Daß jedenfalls in Österreich eine vom Scheidungsverfahren unabhängige (wenn auch nicht unbedingt zeitlich nachfolgende) Klagemöglichkeit zur Durchsetzung nachehelicher vermögensrechtlicher Ansprüche nach Art 143 f türk ZGB besteht, hat der OGH - gestützt auf Argumente des nach der lex fori maßgeblichen innerstaatlichen Verfahrensrechtes - bereits entschieden (6 Ob 581/95). Hier geht es darum, ob derartige Ansprüche auch nach rechtskräftiger Scheidung gerichtlich geltend gemacht werden können. Da das berufene Sachrecht den Unterhaltsanspruch in jeder Beziehung beherrscht, also vor allem auch den Umfang und sämtliche Voraussetzungen des Anspruchs bestimmt (4 Ob 513/96 = ÖA 1966, 199), sind damit materiellrechtliche Probleme angesprochen. Auch das demnach maßgebliche türkische Recht schränkt jedoch - wie ausgeführt - den materiellen Schadenersatzanspruch bzw den Anspruch des geschiedenen Ehegatten auf Bedürfnisunterhalt nach Art 143 Abs 1 und Art 144 türk ZGB nicht in der Weise ein, daß diese Ansprüche verloren gehen, wenn sie nicht spätestens bis zum Abschluß des Scheidungsverfahrens gerichtsanhängig gemacht werden.
Es war daher wie im Spruch zu entscheiden.

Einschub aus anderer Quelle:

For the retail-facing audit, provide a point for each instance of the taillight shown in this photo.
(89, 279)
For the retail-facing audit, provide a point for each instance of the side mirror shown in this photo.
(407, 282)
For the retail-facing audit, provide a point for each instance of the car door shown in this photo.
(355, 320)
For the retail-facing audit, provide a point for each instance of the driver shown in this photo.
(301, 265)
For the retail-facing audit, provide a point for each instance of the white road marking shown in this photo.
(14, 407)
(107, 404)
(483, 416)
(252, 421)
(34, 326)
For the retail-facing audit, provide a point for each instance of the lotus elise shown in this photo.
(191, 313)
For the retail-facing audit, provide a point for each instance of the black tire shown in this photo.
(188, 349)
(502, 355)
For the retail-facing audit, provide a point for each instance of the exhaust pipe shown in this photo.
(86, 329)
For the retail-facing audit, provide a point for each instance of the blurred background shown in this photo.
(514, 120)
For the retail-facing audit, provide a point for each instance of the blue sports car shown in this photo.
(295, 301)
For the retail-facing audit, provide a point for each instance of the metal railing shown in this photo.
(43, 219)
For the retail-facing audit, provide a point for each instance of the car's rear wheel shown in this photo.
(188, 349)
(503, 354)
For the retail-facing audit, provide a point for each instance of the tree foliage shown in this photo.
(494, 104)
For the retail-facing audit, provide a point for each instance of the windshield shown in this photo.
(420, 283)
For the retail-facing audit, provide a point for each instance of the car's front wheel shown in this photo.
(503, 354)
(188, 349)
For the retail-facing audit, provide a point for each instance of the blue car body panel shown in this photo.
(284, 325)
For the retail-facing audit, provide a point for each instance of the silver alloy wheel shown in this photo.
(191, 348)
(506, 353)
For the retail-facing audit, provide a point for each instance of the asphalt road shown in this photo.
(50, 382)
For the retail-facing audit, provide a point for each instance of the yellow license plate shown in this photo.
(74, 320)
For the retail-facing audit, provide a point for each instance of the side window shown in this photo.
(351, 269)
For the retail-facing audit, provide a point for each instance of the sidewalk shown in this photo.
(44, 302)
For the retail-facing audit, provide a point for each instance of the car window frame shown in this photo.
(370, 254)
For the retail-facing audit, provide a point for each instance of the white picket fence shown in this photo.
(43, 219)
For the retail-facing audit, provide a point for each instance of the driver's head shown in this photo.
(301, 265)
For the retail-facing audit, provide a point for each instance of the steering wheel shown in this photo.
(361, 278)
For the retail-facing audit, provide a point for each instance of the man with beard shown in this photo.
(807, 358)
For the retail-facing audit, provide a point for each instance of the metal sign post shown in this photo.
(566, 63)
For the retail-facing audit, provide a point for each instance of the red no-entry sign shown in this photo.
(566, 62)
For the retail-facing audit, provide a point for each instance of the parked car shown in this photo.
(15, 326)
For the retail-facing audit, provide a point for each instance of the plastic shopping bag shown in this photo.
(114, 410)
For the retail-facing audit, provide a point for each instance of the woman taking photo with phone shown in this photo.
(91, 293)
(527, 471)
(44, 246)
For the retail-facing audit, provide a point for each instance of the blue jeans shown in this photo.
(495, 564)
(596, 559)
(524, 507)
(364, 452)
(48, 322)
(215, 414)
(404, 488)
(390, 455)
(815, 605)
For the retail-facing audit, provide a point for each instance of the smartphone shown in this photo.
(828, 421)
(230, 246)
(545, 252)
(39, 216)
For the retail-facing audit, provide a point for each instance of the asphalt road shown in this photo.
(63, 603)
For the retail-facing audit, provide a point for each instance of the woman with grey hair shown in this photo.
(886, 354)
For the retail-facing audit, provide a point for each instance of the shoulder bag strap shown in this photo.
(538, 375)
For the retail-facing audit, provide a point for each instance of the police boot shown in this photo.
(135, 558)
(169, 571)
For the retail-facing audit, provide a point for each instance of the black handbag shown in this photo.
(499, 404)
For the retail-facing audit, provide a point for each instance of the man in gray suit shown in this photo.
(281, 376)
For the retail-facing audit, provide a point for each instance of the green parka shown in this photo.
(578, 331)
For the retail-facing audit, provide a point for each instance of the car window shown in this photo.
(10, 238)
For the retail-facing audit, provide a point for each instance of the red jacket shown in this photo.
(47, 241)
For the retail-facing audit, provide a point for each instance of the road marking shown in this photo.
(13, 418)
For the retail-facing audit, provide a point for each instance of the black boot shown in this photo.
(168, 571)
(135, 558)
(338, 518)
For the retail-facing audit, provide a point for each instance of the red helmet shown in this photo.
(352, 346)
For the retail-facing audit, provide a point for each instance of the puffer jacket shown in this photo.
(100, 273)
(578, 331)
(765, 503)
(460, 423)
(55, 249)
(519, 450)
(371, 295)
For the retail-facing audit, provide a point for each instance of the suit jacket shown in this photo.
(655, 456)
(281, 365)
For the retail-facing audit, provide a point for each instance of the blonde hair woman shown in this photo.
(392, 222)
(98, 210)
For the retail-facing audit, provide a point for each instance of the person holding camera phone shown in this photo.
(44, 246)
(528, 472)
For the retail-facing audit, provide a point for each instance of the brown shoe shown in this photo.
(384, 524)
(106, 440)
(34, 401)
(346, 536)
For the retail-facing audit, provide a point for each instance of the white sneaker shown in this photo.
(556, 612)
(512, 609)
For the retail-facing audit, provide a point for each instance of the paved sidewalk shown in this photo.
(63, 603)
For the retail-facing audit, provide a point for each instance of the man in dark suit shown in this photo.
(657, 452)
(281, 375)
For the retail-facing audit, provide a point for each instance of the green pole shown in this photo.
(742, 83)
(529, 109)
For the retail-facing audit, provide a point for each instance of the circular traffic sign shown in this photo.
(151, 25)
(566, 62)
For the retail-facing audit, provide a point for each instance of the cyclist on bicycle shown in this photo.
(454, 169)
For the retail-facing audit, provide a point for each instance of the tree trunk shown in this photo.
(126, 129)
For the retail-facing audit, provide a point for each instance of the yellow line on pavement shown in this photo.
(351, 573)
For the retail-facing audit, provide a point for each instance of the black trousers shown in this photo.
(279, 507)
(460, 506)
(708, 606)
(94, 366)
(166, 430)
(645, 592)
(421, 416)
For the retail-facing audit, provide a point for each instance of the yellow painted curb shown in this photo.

Zu bemerken bleibt, daß der berufungsgerichtlichen Entscheidung nicht zu entnehmen ist, die Ansprüche der Klägerin würden den Verlust eines während der Ehe erzielten eigenen (Erwerbs-)Einkommens voraussetzen. Auf die in der Rekursbeantwortung vorsichtshalber vorgebrachten Gegenargumente ist daher nicht weiter einzugehen.
Die Kostenentscheidung stützt sich auf § 52 ZPO.